Seit dem Ende des Zweiten Weltkriegs hat der Rechtsextremismus in der Bundesrepublik unterschiedliche Formen angenommen. Antisemitismus und Gewalt spielten dabei immer eine zentrale Rolle. Ein Vortrag des Historikers Niklas Krawinkel.
Die Entwicklung rechtsextremer Gruppen und Ideologien in der Bundesrepublik Deutschland wurde von unterschiedlichen Themen und Einflüssen geprägt. Es gibt jedoch zwei Phänomen, die durchgängig zu beobachten sind: Antisemitismus und Gewalt. Das sagt Niklas Krawinkel. Er ist Historiker und forscht zur Geschichte des Rechtsextremismus in der Bundesrepublik seit 1945.
"Antisemitismus ist ebenso wie Gewalt ein durchgängig zu beobachtendes Phänomen, wenn man die Geschichte der extremen Rechten in den Blick nimmt."

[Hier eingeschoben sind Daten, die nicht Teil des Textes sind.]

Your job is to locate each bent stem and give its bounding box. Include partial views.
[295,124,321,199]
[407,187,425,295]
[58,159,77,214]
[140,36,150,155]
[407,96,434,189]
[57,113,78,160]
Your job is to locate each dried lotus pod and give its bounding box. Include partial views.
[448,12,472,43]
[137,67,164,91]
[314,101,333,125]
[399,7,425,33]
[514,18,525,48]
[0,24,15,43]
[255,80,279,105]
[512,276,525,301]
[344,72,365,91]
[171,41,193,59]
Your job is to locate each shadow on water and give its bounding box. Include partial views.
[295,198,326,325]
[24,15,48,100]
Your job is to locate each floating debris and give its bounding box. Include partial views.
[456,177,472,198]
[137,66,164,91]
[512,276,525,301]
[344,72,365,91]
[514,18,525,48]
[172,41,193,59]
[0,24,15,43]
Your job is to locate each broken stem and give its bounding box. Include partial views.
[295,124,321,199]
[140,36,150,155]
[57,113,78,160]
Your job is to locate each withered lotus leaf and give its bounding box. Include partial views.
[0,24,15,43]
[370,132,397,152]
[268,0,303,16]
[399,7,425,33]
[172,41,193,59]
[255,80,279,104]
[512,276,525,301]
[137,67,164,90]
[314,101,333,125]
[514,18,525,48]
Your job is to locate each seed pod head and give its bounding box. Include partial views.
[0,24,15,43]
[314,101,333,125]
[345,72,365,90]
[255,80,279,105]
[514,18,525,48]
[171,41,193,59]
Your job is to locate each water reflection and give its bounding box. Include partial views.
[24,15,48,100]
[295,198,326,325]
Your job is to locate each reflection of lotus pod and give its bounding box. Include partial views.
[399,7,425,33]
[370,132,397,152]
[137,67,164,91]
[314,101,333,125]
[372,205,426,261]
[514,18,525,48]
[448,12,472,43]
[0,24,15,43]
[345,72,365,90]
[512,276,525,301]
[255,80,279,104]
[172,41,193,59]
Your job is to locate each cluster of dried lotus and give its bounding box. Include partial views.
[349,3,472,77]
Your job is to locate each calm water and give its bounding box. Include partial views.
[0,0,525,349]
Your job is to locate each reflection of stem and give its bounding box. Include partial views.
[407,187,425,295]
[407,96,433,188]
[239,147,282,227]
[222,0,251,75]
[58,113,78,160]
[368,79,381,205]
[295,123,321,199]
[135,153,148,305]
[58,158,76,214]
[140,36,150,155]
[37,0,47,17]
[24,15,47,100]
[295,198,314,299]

In den 1950er-Jahren gab es in der Bundesrepublik eine Art "Gärungsprozess" in extrem rechten Jugendbünden, erzählt Krawinkel. Zum Jahreswechsel 1960 mündete das in die sogenannte "Hakenkreuz Schmierwelle". In der Nacht vom 24. auf den 25. Dezember 1959 beschmierten Rechtsextreme die Kölner Synagoge mit Hakenkreuzen (zu sehen in unserem Artikelbild). Das, so Krawinkel, habe zum ersten Mal zu größerer Aufmerksamkeit für die Aktivitäten extrem rechter Jugendlicher geführt. Dennoch wurden diese rechtsextremen Aktivitäten bagatellisiert und überwiegend als "Dummejungenstreiche" abgetan.
"Aus einem Konglomerat aus NPD-Anhängern, Wehrsportgruppenaktivisten und Neonazi-Kadergruppen entstanden Ende der 1970er-Jahre erstmals Ansätze einer spezifischen, extrem rechten Jugendkultur, die sich in den 1980er-Jahren mit der Subkultur der Skinheads verband."

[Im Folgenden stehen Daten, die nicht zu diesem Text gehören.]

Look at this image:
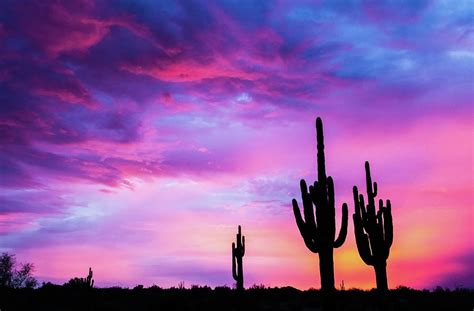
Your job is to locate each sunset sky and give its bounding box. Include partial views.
[0,0,474,289]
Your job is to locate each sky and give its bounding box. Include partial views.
[0,0,474,289]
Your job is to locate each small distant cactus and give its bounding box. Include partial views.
[65,268,94,289]
[353,162,393,291]
[292,118,348,292]
[232,226,245,290]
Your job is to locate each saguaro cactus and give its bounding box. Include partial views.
[232,226,245,290]
[353,162,393,291]
[292,118,348,291]
[64,268,94,289]
[85,267,94,288]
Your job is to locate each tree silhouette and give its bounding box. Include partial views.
[292,118,348,291]
[0,253,38,288]
[64,268,94,289]
[353,162,393,291]
[232,226,245,290]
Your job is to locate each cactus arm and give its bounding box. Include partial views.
[300,179,316,233]
[232,243,237,281]
[352,214,374,266]
[327,176,336,216]
[383,200,393,248]
[334,203,348,248]
[309,181,324,227]
[292,199,319,253]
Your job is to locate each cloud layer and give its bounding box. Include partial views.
[0,0,474,288]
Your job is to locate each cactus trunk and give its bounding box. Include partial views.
[374,262,388,291]
[292,118,348,292]
[353,162,393,292]
[319,248,335,291]
[232,226,245,291]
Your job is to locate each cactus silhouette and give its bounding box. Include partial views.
[232,226,245,290]
[65,268,94,289]
[353,162,393,291]
[292,118,348,291]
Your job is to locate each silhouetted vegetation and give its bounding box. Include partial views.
[232,226,245,290]
[0,283,474,311]
[0,253,37,288]
[353,162,393,291]
[64,268,94,289]
[292,118,348,292]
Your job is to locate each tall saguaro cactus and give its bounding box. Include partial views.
[292,118,348,291]
[353,162,393,291]
[232,226,245,290]
[85,267,94,288]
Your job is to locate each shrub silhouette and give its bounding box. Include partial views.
[353,162,393,291]
[64,268,94,289]
[0,253,38,288]
[292,118,348,291]
[232,226,245,290]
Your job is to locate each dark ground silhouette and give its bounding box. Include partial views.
[292,118,348,292]
[0,284,474,311]
[353,162,393,291]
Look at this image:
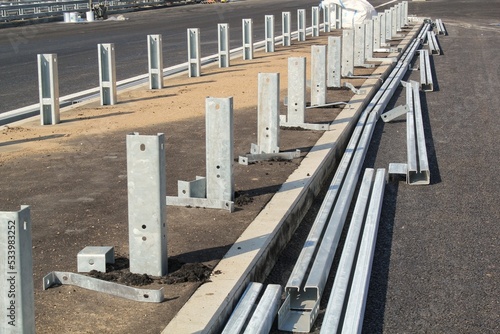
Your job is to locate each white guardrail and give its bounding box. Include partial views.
[0,0,189,25]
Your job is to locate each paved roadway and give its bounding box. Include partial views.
[0,0,319,113]
[268,0,500,334]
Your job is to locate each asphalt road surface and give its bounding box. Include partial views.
[0,0,319,113]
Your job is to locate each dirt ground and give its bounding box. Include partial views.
[0,33,366,333]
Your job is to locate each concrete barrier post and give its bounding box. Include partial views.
[217,23,231,68]
[242,19,253,60]
[297,9,306,42]
[97,43,117,106]
[265,15,275,52]
[354,23,366,67]
[126,133,168,276]
[37,54,60,125]
[326,36,342,88]
[205,97,234,201]
[281,12,292,46]
[187,28,201,78]
[0,206,35,334]
[311,6,320,37]
[287,57,306,124]
[311,45,326,106]
[342,29,354,77]
[258,73,280,154]
[148,35,163,89]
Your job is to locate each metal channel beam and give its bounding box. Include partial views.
[217,23,231,68]
[222,282,263,334]
[242,19,253,60]
[243,284,281,334]
[37,54,60,125]
[281,12,292,46]
[326,36,342,88]
[97,43,117,106]
[0,205,35,334]
[322,168,383,333]
[147,35,163,89]
[187,28,201,78]
[427,31,441,55]
[311,45,326,106]
[264,15,275,52]
[205,97,234,202]
[342,29,354,77]
[419,49,434,92]
[311,6,320,37]
[278,25,421,331]
[297,9,306,42]
[342,169,385,334]
[42,271,165,302]
[126,133,168,276]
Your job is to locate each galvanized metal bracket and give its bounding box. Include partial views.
[43,271,164,303]
[380,104,409,123]
[344,82,366,95]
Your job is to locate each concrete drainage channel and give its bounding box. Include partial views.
[0,3,442,333]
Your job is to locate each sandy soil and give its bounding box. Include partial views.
[0,32,363,333]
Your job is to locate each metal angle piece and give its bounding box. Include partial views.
[43,271,164,303]
[222,282,263,334]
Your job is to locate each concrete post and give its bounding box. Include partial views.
[242,19,253,60]
[217,23,231,68]
[97,43,116,106]
[187,28,201,78]
[311,6,320,37]
[326,36,342,87]
[287,57,306,124]
[354,23,366,67]
[37,54,60,125]
[126,133,168,276]
[265,15,274,52]
[0,205,35,334]
[311,45,326,106]
[258,73,280,154]
[281,12,292,46]
[297,9,306,42]
[342,29,354,77]
[148,35,163,89]
[205,97,234,201]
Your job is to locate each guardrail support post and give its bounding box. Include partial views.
[326,36,342,87]
[265,15,274,52]
[217,23,231,68]
[365,20,373,59]
[323,5,332,32]
[187,28,201,78]
[311,45,326,106]
[287,57,306,124]
[342,29,354,77]
[354,23,366,66]
[243,19,253,60]
[148,35,163,89]
[297,9,306,42]
[311,6,319,37]
[281,12,292,46]
[0,205,35,334]
[37,54,60,125]
[205,97,234,201]
[97,43,116,106]
[384,9,392,41]
[126,133,168,276]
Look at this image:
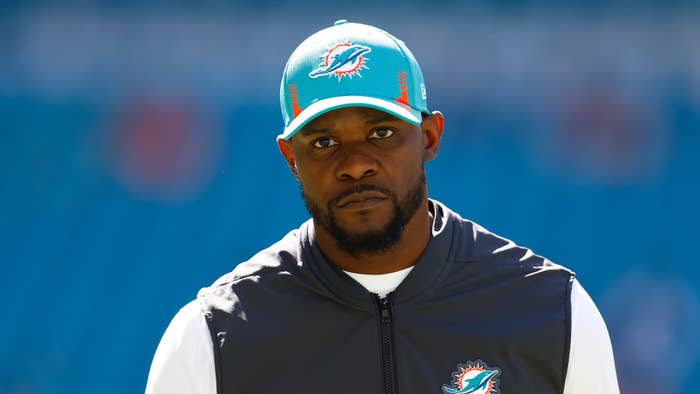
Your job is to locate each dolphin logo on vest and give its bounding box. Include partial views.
[442,360,501,394]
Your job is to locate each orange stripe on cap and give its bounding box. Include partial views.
[396,71,408,105]
[288,83,303,118]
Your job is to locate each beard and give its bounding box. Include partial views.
[301,170,426,258]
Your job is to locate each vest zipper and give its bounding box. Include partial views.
[375,295,396,394]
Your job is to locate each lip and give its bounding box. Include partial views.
[336,190,387,209]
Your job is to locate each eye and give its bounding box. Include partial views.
[313,137,338,149]
[369,129,394,139]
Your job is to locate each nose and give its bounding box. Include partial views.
[336,146,379,181]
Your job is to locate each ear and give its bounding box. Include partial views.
[277,138,299,180]
[421,111,445,162]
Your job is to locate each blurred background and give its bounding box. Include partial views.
[0,0,700,394]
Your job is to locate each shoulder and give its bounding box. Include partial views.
[197,222,320,320]
[436,202,574,277]
[564,280,619,394]
[146,301,215,394]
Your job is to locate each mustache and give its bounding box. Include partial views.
[328,183,394,207]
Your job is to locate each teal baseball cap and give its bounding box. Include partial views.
[277,20,428,140]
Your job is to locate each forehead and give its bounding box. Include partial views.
[300,107,407,134]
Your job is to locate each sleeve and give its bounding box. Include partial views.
[146,300,216,394]
[564,280,620,394]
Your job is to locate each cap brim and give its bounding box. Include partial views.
[277,96,422,140]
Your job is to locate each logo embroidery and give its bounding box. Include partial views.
[442,360,501,394]
[309,42,372,81]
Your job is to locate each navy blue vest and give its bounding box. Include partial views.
[198,200,573,394]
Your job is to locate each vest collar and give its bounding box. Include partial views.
[300,200,458,310]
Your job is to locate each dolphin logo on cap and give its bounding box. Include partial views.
[309,43,372,80]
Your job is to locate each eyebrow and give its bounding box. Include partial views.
[299,127,331,136]
[365,114,400,124]
[299,114,401,136]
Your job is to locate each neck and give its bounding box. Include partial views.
[314,198,433,275]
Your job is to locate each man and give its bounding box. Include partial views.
[146,21,618,394]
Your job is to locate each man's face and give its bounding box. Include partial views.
[278,107,432,257]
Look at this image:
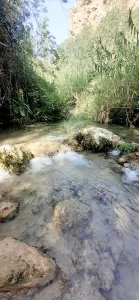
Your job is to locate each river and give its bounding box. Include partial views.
[0,120,139,300]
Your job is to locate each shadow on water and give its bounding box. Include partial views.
[0,152,139,300]
[0,118,139,300]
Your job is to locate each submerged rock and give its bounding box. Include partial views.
[0,145,33,174]
[74,126,120,152]
[0,238,56,291]
[0,201,19,222]
[53,199,92,232]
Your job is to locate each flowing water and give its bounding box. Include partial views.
[0,122,139,300]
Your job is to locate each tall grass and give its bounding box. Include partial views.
[56,9,139,126]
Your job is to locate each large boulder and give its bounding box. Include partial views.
[0,145,33,174]
[0,238,56,291]
[74,126,120,152]
[0,201,19,223]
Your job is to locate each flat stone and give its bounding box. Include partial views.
[119,157,127,164]
[53,199,92,232]
[0,201,19,222]
[0,237,56,291]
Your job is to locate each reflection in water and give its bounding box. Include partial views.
[123,168,139,184]
[0,120,139,300]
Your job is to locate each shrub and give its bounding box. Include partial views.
[118,143,136,155]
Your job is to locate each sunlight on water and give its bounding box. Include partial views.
[29,151,92,172]
[108,150,120,157]
[29,156,52,173]
[53,151,92,167]
[123,168,139,184]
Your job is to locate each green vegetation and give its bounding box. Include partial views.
[0,0,139,127]
[118,143,136,155]
[0,147,33,174]
[55,9,139,126]
[0,0,66,127]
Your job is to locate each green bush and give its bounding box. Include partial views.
[118,143,136,155]
[56,9,139,126]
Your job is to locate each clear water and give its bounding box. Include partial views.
[0,120,139,300]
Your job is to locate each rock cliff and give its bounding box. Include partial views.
[69,0,139,36]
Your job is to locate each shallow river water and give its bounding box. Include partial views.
[0,123,139,300]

In seinem Vortrag schildert Krawinkel, wie sich rechte Gewalt in der Bundesrepublik fortsetzte. In den 1970er-Jahren entstanden erstmals Ansätze einer spezifisch rechten Jugendkultur, die sich in den 1980er-Jahren mit der Skinhead-Kultur verband und neue, oft spontane Formen von rassistischer Gewalt ausübte.
"Das Thema Zuwanderung rückte ab 1980, und zwar erst um 1980, in eine zentrale Position im Diskurs der extremen Rechten in der Bundesrepublik."
Ab 1980 spielte dann erstmals das Thema Zuwanderung eine zentrale Rolle im rechtsextremen Diskurs. Doch nicht nur dort, auch in der allgemeinen gesellschaftlichen Debatte fand das Thema Zuwanderung größere Aufmerksamkeit.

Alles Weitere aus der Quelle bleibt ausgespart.